In Experiment 2, participants were scanned while performing an active voice/instrument categorization task by pressing one of two buttons. Stimuli corresponding to four categories (Voice; Instrument; and two types of Voice-Instrument chimeras; cf. Stimuli) were presented in pseudo-random order with SOAs of 2 s. On each trial, the short stimulus was presented four times in quick succession, resulting in 1 s of sound per trial. The design followed a 2 × 2 factorial design with Temporal structure (T: Voice; Instrument) and auditory Spectrum (S: Voice; Instrument) as factors.
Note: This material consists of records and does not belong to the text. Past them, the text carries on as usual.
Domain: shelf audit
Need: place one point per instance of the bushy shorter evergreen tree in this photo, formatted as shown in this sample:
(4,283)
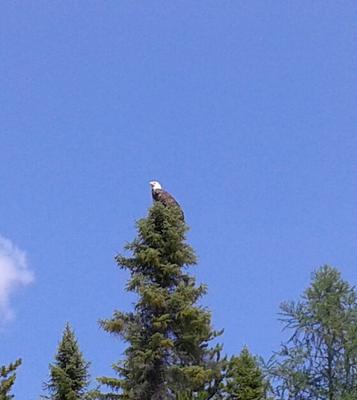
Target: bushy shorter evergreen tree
(320,360)
(7,379)
(69,373)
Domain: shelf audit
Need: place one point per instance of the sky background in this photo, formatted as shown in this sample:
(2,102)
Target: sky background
(244,110)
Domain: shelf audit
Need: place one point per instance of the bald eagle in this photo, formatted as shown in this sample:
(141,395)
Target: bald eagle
(165,198)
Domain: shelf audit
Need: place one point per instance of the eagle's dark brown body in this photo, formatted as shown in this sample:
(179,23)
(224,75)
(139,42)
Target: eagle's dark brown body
(166,199)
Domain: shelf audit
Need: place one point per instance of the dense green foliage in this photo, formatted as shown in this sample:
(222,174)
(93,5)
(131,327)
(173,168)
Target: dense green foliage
(244,378)
(320,360)
(168,334)
(7,379)
(69,372)
(170,353)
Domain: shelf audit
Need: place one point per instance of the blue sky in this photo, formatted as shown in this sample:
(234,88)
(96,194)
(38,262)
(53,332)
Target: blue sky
(245,111)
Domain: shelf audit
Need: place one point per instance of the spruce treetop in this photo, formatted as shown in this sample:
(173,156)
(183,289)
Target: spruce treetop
(167,333)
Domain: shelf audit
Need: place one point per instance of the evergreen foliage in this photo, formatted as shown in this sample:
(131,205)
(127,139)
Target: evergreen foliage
(320,360)
(69,373)
(7,379)
(168,334)
(244,378)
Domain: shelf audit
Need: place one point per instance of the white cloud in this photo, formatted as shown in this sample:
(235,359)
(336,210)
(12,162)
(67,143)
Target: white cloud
(14,272)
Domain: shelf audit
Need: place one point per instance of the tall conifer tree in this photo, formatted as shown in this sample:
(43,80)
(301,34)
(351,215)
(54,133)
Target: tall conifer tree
(69,373)
(7,379)
(167,333)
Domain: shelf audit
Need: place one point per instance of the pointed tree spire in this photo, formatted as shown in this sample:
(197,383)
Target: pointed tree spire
(7,379)
(168,334)
(244,378)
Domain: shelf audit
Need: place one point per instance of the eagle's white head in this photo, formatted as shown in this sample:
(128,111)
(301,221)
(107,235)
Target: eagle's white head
(155,185)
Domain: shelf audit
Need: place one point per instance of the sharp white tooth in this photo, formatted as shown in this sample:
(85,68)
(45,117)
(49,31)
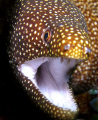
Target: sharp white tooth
(67,47)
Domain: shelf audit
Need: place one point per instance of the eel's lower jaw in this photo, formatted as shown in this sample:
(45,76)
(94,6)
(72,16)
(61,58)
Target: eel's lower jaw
(51,77)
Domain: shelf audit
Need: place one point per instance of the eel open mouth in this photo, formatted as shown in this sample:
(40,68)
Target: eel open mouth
(51,76)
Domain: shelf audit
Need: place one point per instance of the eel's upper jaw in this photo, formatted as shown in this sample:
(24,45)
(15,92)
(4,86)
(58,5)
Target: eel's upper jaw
(51,76)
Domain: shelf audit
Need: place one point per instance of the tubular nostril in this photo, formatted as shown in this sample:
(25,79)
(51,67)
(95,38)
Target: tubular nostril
(87,50)
(67,47)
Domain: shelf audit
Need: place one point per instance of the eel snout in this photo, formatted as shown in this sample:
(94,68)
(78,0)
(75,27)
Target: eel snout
(47,39)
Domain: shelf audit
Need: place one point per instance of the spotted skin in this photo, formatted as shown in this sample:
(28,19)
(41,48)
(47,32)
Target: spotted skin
(69,30)
(85,77)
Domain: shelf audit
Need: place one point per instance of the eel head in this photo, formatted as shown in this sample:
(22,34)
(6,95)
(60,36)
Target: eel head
(47,40)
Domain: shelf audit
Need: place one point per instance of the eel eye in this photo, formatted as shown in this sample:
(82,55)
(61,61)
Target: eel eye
(46,35)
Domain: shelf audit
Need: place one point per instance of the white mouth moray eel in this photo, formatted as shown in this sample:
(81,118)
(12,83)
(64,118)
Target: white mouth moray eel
(47,40)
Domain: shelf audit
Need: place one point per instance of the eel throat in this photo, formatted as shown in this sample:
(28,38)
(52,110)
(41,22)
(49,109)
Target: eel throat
(51,77)
(47,40)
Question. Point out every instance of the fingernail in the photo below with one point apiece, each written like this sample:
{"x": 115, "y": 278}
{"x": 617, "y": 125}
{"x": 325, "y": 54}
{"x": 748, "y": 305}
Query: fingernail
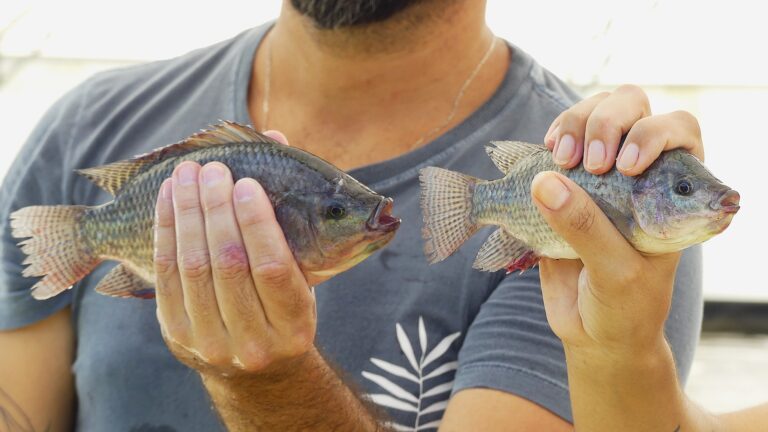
{"x": 187, "y": 174}
{"x": 166, "y": 190}
{"x": 551, "y": 191}
{"x": 629, "y": 156}
{"x": 552, "y": 136}
{"x": 212, "y": 174}
{"x": 245, "y": 190}
{"x": 565, "y": 150}
{"x": 595, "y": 154}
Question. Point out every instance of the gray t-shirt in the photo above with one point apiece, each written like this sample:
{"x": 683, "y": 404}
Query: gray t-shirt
{"x": 406, "y": 333}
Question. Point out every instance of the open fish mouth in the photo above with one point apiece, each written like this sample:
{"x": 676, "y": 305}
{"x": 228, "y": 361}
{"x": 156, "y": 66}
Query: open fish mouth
{"x": 382, "y": 220}
{"x": 729, "y": 202}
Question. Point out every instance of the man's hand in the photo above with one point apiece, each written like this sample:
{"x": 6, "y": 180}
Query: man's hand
{"x": 233, "y": 304}
{"x": 590, "y": 131}
{"x": 613, "y": 295}
{"x": 610, "y": 306}
{"x": 230, "y": 295}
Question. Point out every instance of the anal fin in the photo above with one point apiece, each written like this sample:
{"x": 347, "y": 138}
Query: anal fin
{"x": 503, "y": 251}
{"x": 122, "y": 282}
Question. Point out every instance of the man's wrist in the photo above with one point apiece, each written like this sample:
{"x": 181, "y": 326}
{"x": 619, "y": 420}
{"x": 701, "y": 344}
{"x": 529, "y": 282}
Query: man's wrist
{"x": 647, "y": 355}
{"x": 278, "y": 374}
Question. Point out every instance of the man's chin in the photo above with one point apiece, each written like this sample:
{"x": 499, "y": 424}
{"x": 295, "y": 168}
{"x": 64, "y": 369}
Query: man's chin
{"x": 336, "y": 14}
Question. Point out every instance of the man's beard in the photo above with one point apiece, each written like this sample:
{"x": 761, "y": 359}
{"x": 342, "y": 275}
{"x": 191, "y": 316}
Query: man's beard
{"x": 334, "y": 14}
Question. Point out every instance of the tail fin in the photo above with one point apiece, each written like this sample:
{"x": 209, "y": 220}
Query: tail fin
{"x": 446, "y": 204}
{"x": 55, "y": 248}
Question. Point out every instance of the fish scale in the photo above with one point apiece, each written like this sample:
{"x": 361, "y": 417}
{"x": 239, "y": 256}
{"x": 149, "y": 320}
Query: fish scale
{"x": 330, "y": 220}
{"x": 674, "y": 204}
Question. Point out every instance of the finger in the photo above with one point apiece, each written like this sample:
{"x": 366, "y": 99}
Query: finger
{"x": 573, "y": 122}
{"x": 558, "y": 277}
{"x": 235, "y": 292}
{"x": 281, "y": 286}
{"x": 192, "y": 250}
{"x": 653, "y": 135}
{"x": 572, "y": 214}
{"x": 170, "y": 298}
{"x": 277, "y": 136}
{"x": 611, "y": 119}
{"x": 550, "y": 138}
{"x": 559, "y": 290}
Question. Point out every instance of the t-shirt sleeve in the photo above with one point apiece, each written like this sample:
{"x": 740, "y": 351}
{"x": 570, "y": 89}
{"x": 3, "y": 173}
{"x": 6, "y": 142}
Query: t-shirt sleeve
{"x": 510, "y": 347}
{"x": 36, "y": 177}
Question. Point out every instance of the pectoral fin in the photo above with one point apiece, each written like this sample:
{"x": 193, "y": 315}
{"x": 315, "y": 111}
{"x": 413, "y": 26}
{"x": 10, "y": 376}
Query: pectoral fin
{"x": 502, "y": 250}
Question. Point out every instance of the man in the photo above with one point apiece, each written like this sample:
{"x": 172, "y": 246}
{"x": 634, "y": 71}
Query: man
{"x": 614, "y": 339}
{"x": 381, "y": 88}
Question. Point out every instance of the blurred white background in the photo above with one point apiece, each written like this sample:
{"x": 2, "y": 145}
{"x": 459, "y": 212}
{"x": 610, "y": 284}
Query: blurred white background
{"x": 704, "y": 57}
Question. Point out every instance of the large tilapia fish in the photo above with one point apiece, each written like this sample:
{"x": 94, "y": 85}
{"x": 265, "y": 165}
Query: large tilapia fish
{"x": 330, "y": 220}
{"x": 674, "y": 204}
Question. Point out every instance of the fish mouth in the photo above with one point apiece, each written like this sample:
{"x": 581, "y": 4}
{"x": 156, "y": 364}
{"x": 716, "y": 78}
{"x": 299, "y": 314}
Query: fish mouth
{"x": 382, "y": 220}
{"x": 728, "y": 202}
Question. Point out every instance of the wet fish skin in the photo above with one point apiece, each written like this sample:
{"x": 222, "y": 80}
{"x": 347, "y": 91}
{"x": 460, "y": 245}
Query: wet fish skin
{"x": 647, "y": 209}
{"x": 65, "y": 242}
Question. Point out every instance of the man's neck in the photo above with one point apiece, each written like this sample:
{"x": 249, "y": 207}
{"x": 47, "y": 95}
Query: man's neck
{"x": 361, "y": 95}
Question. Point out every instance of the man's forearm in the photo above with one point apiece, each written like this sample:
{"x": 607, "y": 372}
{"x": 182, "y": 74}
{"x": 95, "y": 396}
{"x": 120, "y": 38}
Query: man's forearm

Twenty-second pauses occurred every 296 seconds, forming three blocks. The 192 stimuli were presented twice to each participant. A total of 384 scans were acquired for Experiment 2, within approximately 13 minutes.
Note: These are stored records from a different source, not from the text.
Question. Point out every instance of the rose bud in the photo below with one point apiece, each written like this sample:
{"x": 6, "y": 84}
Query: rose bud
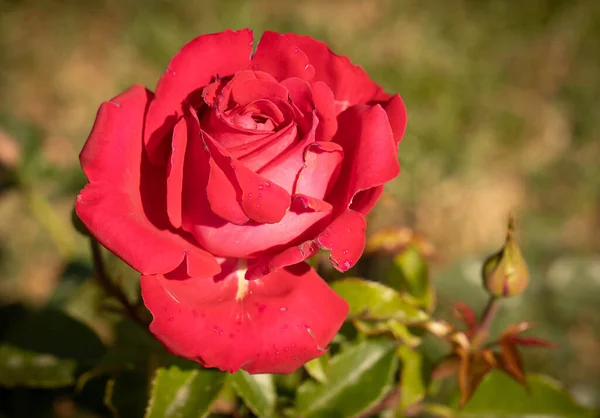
{"x": 219, "y": 185}
{"x": 505, "y": 273}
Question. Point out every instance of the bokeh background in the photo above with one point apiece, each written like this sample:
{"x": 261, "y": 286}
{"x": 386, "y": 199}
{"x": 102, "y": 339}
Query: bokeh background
{"x": 504, "y": 115}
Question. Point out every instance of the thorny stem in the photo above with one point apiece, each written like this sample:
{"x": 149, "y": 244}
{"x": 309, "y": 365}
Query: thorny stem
{"x": 110, "y": 287}
{"x": 482, "y": 330}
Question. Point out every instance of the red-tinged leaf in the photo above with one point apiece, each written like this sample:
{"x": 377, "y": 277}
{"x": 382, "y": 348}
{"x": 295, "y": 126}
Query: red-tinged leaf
{"x": 464, "y": 381}
{"x": 511, "y": 361}
{"x": 533, "y": 342}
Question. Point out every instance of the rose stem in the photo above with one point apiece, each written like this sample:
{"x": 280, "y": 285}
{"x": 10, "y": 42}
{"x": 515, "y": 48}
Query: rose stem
{"x": 110, "y": 287}
{"x": 482, "y": 331}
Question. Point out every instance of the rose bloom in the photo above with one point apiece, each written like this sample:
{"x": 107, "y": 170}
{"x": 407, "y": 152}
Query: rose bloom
{"x": 218, "y": 186}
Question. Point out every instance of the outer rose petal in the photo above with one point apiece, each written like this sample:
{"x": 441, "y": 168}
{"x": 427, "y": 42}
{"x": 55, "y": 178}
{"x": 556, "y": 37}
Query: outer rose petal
{"x": 396, "y": 112}
{"x": 175, "y": 172}
{"x": 111, "y": 204}
{"x": 345, "y": 238}
{"x": 288, "y": 257}
{"x": 189, "y": 71}
{"x": 271, "y": 325}
{"x": 364, "y": 201}
{"x": 370, "y": 152}
{"x": 322, "y": 163}
{"x": 350, "y": 83}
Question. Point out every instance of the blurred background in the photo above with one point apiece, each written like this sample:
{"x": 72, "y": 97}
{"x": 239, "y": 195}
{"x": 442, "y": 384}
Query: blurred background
{"x": 504, "y": 115}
The third functional series consisted of a “voice localizer” scan to identify voice-selective cortex. Volumes consisting of 32 axial images (voxel size: 3 × 3 × 3 mm3) covering the whole brain were acquired with a TR of 2 seconds, while subjects listened passively to 8-s blocks of either vocal sounds, nonvocal sounds or silence, presented in an efficiency-optimized order at a 10-s SOA1. Finally, a T1-weighted anatomical scan was acquired (voxel size: 1 × 1 × 1 mm3).
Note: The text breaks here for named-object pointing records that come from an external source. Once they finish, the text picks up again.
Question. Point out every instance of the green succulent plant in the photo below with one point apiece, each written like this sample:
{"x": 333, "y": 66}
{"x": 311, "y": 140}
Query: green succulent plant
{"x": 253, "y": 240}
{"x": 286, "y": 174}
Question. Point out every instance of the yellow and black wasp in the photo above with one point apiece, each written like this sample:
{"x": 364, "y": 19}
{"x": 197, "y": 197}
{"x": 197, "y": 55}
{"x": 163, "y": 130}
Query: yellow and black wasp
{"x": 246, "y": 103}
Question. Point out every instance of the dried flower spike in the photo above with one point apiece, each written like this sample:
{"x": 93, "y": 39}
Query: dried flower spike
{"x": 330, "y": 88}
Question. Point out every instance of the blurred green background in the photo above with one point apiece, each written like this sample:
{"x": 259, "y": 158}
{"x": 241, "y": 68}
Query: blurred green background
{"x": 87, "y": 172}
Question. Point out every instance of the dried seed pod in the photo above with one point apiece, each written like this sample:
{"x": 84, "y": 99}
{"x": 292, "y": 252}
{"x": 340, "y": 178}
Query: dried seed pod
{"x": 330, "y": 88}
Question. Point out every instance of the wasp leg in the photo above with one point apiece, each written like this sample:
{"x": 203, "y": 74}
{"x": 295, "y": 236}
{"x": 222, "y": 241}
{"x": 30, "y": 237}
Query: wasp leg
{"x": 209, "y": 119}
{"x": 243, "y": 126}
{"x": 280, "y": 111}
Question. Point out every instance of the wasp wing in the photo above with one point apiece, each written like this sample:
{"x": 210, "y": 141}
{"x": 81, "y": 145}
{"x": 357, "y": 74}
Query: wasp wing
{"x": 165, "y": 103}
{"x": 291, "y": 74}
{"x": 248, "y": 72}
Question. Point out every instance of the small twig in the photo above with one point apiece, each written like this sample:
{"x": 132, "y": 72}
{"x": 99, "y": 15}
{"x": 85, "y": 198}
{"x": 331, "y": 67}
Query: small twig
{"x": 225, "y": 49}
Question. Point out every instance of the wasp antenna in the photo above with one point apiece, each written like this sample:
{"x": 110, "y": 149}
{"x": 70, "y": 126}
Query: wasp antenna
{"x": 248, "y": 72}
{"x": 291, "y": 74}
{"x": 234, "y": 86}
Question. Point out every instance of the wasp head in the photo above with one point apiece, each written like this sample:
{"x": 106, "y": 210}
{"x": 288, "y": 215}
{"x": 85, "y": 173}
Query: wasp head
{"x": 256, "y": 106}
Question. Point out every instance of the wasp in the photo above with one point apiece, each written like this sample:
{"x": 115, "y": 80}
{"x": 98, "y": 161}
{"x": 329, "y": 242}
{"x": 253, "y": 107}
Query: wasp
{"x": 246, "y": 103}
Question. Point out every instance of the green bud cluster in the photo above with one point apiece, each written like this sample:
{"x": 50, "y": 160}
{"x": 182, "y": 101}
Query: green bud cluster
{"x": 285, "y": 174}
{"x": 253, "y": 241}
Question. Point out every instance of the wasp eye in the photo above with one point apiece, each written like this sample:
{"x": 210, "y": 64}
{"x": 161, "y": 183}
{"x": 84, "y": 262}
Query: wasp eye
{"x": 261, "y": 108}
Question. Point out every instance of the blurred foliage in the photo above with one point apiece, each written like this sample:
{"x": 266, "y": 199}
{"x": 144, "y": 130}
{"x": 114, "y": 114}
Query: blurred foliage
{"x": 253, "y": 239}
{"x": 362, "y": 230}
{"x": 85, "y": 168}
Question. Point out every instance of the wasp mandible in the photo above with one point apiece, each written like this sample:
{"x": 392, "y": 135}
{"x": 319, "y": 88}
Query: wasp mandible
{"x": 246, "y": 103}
The whole scanning session lasted approximately 75 minutes, including participants’ installation and pauses between runs. Matlab (Mathworks, Inc.) and the Psychophysics Toolbox14 were used for experimental control and data acquisition.

Participants

Twenty-two neurotypical adult volunteers (11 M, 11 F) aged 18–33 years old (M = 25.5, SD = 4.3) participated in the study. Eighteen subjects were right-handed, two left-handed, and two ambidextrous. The ethical committee from the University of Glasgow approved the study. All experiments were performed in accordance with relevant guidelines and regulations. All volunteers provided informed written consent beforehand and received payment for participation.

fMRI scanning

Images of cerebral structure and oxygenation level (BOLD) were acquired on a 3 T Tim Trio Scanner (Siemens) and a 32-channel head coil at the Centre for Cognitive Neuroimaging (CCNi) of the Institute of Neuroscience and Psychology, University of Glasgow. Three series of functional images were acquired using a T2*-weighted echo-planar-imaging (EPI) sequence. In the first two functional series, corresponding to Experiments 1 and 2, respectively, volumes consisting of 16 axial slices oriented parallel to the Sylvian fissure (voxel size: 2.5 × 2.5 × 2.5 mm3; gap: 15%) were acquired at a TR of 2 seconds.

Analysis

MRI Preprocessing

Data analysis was performed using Statistical Parametric Mapping (SPM8; Wellcome Department of Cognitive Neurology). Images were realigned to correct head motion with the first volume of the first session as reference. T1-weighted structural images were co-registered to the mean image created by the realignment procedure and used for normalization of functional images onto the Montreal Neurological Institute (MNI) Atlas using normalization parameters derived from segmentation of the anatomical image. Finally, each image was smoothed with an isotropic 8-mm full-width-at-half-maximum Gaussian kernel.

General Linear Model

EPI time-series were analyzed using the general linear model (GLM) as implemented in SPM8. For each participant (1st-level analysis) the localizer and experimental runs were modeled separately. For the voice localizer, voice and nonvoice blocks were modeled as events using the canonical hemodynamic response function (HRF) with realignment parameters entered as parametric modulators. A “voice > non-voice” contrast was created for each subject and entered at the group level (2nd-level analysis) in a one-sampled t-test of their difference. Two regions of interest (ROIs) consisting of group-level voice-sensitive cortex in the left and right hemispheres were defined based on this contrast (TVA L and TVA R) at a threshold of p < 0.05 (FWE), using the MarsBaR ROI toolbox for SPM15. Analyses for Experiments 1 and 2 were conducted on voxels contained in these independently identified ROIs. For Experiment 1, a model consisting of three conditions (Voice; Instrument; sound repetitions and button presses) was generated. For each subject, the average values of the contrasts “Voice vs. baseline” and “Instruments vs. baseline” were computed and entered at the group-level in two, two-sample t-tests comparing responses to Voices vs. Instruments in the left and right TVAs, respectively. In a follow-up analysis, to control for acoustic differences, parametric modulators were added in the following order: pitch, HNR, dominant scale, dominant rate and spectral centroid. To test for similar effects in the primary auditory cortex (A1), the voice localizer was used again to define ROIs. The locations of the left and right A1 were estimated using the all-stimuli > silence contrast, identifying the auditory-sensitive cortices; 5-mm radius spheres were created around peak values in each hemisphere.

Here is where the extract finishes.